Consumer Electronics Daily was a Warren News publication.
$1M Suspended Penalty

Consent Decree in Robocall Case to Suppress 2020 Black Vote Would Avert Next Week’s Trial

A week before Jacob Wohl and Jack Burkman were to stand trial before a jury on damages for their roles in the robocall campaign to suppress Black citizens' mail-in votes in the run-up to the 2020 election (see 2312040022), they and the 10 plaintiffs in the case against them, including New York Attorney General Letitia James (D), proposed a consent decree Monday (docket 1:20-cv-08668) that would avert that trial.

U.S. District Judge Jed Rakoff for Southern New York in Manhattan, in a telephone status conference Monday, vacated that day’s deadline for pretrial filings. The plaintiffs and defendants Wohl and Burkman “share the mutual desire to settle this action and to avoid protracted, expensive, and unnecessary litigation,” said the proposed consent decree.

U.S. District Judge Victor Marrero granted summary judgment against Wohl and Burkman in a 111-page order he signed in March 2023 (see 2303090003). Marrero found that Wohl and Burkman “set into motion a full-scale voter suppression operation during the summer of 2020 to discourage eligible voters from voting” by targeting mail-in votes in Black neighborhoods in Atlanta, Charlotte, Cleveland, Detroit, Milwaukee, Philadelphia and Richmond. Rakoff took over the case from Marrero in November (see 2311290024).

The consent decree, which awaits Rakoff’s signature, would be in force for eight years, apparently to deter Wohl and Burkman from repeating their unlawful 2020 robocall conduct for the next two presidential election cycles. Wohl and Burkman agree to pay the plaintiffs $393,000 of a suspended $1 million penalty over roughly the next five years to settle the plaintiffs’ monetary claims, said the proposed decree.

Of the $393,000 penalty, half the payments would go to the nine individual plaintiffs, the rest to AG James’ office for distribution as restitution to New York-based victims who received the 2020 robocalls. Marrero's summary judgment order found the conduct violated the 1871 Ku Klux Klan Act, the 1957 Civil Rights Act and the 1965 Voting Rights Act, plus three New York civil rights and anti-fraud laws, said the proposed decree.

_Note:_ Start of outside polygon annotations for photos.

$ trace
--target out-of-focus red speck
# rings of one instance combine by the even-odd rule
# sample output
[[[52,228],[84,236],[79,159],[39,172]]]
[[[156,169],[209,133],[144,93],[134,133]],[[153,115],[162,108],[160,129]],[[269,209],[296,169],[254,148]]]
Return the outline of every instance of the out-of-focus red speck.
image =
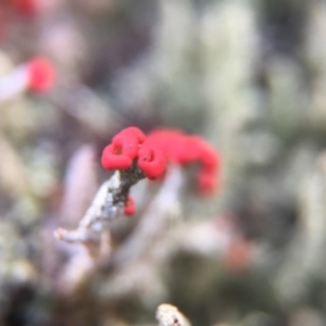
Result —
[[[52,63],[46,58],[36,58],[27,63],[28,86],[36,92],[50,90],[54,84],[55,72]]]

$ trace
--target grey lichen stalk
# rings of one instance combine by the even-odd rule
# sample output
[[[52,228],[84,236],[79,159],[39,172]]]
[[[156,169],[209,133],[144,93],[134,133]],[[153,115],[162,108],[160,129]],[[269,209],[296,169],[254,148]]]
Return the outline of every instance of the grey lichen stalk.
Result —
[[[74,230],[58,228],[54,236],[66,242],[99,243],[108,222],[123,213],[130,187],[145,177],[137,160],[129,168],[116,171],[102,184],[78,227]]]

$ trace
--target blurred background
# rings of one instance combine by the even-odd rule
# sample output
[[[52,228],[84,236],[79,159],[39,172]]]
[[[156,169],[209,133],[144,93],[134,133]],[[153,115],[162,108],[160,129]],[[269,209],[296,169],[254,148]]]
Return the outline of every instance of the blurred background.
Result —
[[[162,302],[195,326],[325,325],[325,39],[323,0],[0,0],[0,325],[149,326]],[[139,183],[95,260],[52,234],[130,125],[205,138],[220,190],[196,167]]]

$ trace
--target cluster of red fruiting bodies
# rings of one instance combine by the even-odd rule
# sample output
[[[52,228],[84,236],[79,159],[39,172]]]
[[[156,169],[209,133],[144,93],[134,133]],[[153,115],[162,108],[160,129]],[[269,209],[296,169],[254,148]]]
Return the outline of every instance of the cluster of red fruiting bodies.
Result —
[[[200,168],[197,183],[200,193],[211,195],[216,189],[220,156],[198,136],[186,135],[177,129],[156,129],[143,135],[137,127],[128,127],[115,135],[112,143],[104,148],[101,163],[105,170],[127,170],[135,160],[151,180],[163,177],[168,163],[187,165],[198,162]],[[135,203],[128,197],[125,214],[134,213]]]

The initial $20,000 portion of the penalty would be due in 20 days, with another $30,000 installment due Sept. 1 and an additional $55,000 tranche due Dec. 31, said the consent decree. Wohl and Burkman would then be obligated to pay $6,000 a month for the 48 months beginning March 1, 2025, it said. If all the payments are made on time, the plaintiffs won’t seek payment of the $607,000 suspended balance, it said. The FCC previously fined Wohl and Burkman $5.1 million for their roles in the 2020 robocall scheme (see 2306060052).

The consent decree would enjoin Wohl and Burkman “from knowingly creating, sponsoring, or transmitting any robocall” or other “mass communication” that would “intimidate or deter voters from voting by any method in any election,” said the document. They also would be barred from knowingly creating, sponsoring or transmitting robocalls that contain “any false or fraudulent information concerning voting, the right to vote, or the conduct of elections,” it said. Their 2020 robocalls falsely warned call recipients that the personal information of anybody who voted by mail would be shared with police departments to track down old warrants and with credit card companies to collect outstanding debts.

The nearly $200,000 destined for AG James’ office is a far cry from the $2.75 million in damages the office said in March 2023 it would seek at trial (see 2303290031). Based on Marrero’s finding that Wohl and Burkman violated New York civil rights laws, James' office said then it would seek statutory damages of $500 for each of the 5,494 calls found to have been made on the defendants’ behalf to phone numbers with New York area codes.

The National Coalition on Black Civic Participation brought the original complaint against Wohl and Burkman in October 2020, when the unlawful conduct was still taking place. James entered the case as a plaintiff-intervenor in May 2021.